8. Binance Probed by CFTC On U.S. Residents Making Trades

Binance, the largest cryptocurrency exchange, is being investigated by the Commodity Futures Trading Commission over concerns that it allowed Americans to place wagers that violated U.S. rules. The CFTC is seeking to determine whether Binance, which isn’t registered with the agency, permitted U.S. residents to buy and sell derivatives that the regulator polices. Binance, which has an office in Singapore but says it lacks a single corporate headquarters, hasn’t been accused of misconduct and the investigation may not lead to enforcement action.

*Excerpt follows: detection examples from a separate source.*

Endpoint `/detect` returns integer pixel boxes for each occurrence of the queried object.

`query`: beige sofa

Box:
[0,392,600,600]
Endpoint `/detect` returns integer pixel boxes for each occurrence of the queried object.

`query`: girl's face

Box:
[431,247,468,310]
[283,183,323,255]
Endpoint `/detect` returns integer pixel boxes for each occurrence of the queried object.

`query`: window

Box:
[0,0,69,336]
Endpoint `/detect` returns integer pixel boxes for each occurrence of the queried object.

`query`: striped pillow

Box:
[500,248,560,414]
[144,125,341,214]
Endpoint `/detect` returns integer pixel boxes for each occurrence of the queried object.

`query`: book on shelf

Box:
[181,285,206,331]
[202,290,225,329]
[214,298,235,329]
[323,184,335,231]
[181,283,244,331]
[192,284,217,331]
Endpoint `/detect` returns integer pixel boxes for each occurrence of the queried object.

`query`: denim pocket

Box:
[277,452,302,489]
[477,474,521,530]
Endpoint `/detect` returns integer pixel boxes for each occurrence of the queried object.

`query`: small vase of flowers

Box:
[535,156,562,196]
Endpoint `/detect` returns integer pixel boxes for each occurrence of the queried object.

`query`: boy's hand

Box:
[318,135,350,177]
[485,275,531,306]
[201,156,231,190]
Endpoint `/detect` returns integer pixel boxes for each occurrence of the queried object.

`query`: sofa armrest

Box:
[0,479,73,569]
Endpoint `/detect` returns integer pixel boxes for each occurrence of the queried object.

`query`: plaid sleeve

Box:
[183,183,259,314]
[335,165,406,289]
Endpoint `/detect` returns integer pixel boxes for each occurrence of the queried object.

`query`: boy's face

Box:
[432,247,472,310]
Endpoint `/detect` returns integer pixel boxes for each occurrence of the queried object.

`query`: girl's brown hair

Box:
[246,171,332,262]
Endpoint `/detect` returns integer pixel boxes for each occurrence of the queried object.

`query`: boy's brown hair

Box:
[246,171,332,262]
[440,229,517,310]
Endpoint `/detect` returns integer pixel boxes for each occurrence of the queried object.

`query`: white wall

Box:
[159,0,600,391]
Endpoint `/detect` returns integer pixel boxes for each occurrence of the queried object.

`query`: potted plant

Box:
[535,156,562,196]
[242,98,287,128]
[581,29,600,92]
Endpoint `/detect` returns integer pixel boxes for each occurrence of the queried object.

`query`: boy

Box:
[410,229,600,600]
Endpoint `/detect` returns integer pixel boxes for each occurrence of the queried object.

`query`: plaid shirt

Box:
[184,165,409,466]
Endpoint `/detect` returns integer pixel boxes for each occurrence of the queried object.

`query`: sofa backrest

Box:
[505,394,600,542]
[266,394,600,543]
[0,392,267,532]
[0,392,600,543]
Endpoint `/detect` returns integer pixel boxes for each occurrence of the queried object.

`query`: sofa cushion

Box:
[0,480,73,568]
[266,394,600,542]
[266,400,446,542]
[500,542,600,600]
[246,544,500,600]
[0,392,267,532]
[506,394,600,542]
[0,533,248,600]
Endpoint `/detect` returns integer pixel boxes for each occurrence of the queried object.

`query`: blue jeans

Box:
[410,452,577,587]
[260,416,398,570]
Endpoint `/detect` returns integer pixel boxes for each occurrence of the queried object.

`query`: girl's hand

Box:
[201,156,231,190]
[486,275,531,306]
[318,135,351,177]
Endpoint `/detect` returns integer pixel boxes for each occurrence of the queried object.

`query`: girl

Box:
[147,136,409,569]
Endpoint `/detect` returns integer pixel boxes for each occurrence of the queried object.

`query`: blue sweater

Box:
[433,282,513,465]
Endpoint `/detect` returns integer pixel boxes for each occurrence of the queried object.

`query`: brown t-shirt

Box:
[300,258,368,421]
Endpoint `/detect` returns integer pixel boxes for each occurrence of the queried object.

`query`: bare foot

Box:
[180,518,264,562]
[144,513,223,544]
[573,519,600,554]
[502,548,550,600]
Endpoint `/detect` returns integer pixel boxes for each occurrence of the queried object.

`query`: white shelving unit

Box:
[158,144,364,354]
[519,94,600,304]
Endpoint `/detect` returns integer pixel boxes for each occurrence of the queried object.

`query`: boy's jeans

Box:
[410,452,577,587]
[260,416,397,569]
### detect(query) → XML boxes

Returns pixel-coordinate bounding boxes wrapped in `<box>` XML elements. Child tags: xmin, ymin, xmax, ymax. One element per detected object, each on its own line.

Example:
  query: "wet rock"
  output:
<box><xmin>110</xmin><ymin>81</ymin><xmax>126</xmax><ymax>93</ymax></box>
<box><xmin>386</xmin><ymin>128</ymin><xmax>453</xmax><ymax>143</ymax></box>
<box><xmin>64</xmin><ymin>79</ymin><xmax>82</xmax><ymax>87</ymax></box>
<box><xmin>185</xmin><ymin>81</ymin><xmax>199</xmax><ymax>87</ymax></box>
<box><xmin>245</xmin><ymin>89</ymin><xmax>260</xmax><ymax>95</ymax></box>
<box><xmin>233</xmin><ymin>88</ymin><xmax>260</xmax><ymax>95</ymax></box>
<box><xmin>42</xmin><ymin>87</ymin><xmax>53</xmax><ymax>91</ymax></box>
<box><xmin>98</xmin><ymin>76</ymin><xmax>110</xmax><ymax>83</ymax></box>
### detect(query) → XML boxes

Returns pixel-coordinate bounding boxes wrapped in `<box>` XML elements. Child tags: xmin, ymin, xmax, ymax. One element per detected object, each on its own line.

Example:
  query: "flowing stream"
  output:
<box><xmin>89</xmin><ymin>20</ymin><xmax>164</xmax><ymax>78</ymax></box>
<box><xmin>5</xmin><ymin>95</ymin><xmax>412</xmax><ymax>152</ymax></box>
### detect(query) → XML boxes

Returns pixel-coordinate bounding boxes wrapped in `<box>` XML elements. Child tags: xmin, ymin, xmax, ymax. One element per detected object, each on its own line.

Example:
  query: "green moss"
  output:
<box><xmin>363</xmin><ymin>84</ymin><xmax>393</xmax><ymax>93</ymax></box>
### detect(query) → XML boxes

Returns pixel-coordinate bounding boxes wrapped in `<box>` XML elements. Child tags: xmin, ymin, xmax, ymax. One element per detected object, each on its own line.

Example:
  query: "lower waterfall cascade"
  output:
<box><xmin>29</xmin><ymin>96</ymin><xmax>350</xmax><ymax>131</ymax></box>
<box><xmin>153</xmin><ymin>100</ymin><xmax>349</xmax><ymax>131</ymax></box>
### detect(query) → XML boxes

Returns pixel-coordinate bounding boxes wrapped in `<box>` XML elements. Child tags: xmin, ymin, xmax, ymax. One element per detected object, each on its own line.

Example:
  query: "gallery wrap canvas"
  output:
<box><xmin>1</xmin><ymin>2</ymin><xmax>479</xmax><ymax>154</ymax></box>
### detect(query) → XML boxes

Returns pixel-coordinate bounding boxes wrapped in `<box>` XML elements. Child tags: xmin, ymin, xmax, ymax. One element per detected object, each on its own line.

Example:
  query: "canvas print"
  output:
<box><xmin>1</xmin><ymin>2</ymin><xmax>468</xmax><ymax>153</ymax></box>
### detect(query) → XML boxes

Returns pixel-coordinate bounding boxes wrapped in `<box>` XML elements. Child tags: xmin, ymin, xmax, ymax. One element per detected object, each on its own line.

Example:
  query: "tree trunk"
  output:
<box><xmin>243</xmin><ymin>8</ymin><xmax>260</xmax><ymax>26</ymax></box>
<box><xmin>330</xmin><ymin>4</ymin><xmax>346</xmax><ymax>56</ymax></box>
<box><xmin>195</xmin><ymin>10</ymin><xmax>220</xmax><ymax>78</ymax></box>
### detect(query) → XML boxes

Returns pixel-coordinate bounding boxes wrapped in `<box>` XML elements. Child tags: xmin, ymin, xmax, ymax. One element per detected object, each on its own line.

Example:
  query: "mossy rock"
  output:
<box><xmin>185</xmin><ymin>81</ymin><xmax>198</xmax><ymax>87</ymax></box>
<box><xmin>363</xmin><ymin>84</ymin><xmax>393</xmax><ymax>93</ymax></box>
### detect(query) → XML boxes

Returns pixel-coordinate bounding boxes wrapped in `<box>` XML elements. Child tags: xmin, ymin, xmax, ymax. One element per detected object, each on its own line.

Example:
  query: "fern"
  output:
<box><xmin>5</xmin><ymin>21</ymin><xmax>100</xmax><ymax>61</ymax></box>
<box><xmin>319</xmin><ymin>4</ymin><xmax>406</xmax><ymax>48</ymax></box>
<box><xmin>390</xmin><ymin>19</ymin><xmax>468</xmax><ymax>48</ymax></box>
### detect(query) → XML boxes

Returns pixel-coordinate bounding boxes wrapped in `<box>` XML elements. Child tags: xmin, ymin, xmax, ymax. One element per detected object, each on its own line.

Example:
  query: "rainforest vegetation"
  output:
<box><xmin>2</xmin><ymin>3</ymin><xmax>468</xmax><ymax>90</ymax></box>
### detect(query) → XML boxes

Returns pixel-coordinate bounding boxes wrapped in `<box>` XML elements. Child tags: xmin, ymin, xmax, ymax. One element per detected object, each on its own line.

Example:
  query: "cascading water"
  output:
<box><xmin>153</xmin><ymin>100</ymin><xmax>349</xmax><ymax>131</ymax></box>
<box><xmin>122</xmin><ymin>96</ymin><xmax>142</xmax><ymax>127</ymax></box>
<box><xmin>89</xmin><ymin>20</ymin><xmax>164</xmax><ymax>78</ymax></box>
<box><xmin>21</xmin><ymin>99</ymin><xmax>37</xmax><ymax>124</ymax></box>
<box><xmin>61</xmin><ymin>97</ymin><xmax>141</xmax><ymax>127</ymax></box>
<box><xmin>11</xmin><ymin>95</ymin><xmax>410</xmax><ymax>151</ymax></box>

The scrutiny is the latest sign that market watchdogs may thwart the crypto industry’s ambitions of becoming more mainstream for U.S. investors.

9. Ant Group CEO Simon Hu Said to Resign, Jing to Take Position

Simon Hu has unexpectedly resigned as chief executive officer of Ant Group, adding fresh turmoil to the financial technology giant as it grapples with Chinese government demands to overhaul its business. Hu resigned for personal reasons, also stepping down from his role as an executive director on the company’s board. Eric Jing, already Ant’s chairman, will become CEO as well effective immediately. Hu, 51, joined Ma’s Alibaba Group in 2005 after working at China Construction Bank, the nation’s second-largest lender. He was known for rolling out innovations such as using data analytics to offer collateral-free financing services to small businesses and helping Alibaba beat Amazon.com to build Asia’s largest cloud business.

10. Quiet India Tycoon Beats Musk, Ambani to Add The Most Wealth

Indian tycoon Gautam Adani has added more billions to his wealth than anyone else in the world this year on the back of investor excitement around his ports-to-power plants conglomerate. The net worth of Adani, a first-generation entrepreneur who rarely speaks publicly, has jumped $16.2 billion in 2021 to $50 billion, according to the Bloomberg Billionaires Index. This has made him the year’s biggest wealth gainer, beating even Elon Musk, who has tussled with Jeff Bezos in 2021 for the title of world’s richest. Shares of all Adani group stocks, except one, have rallied at least 50% this year.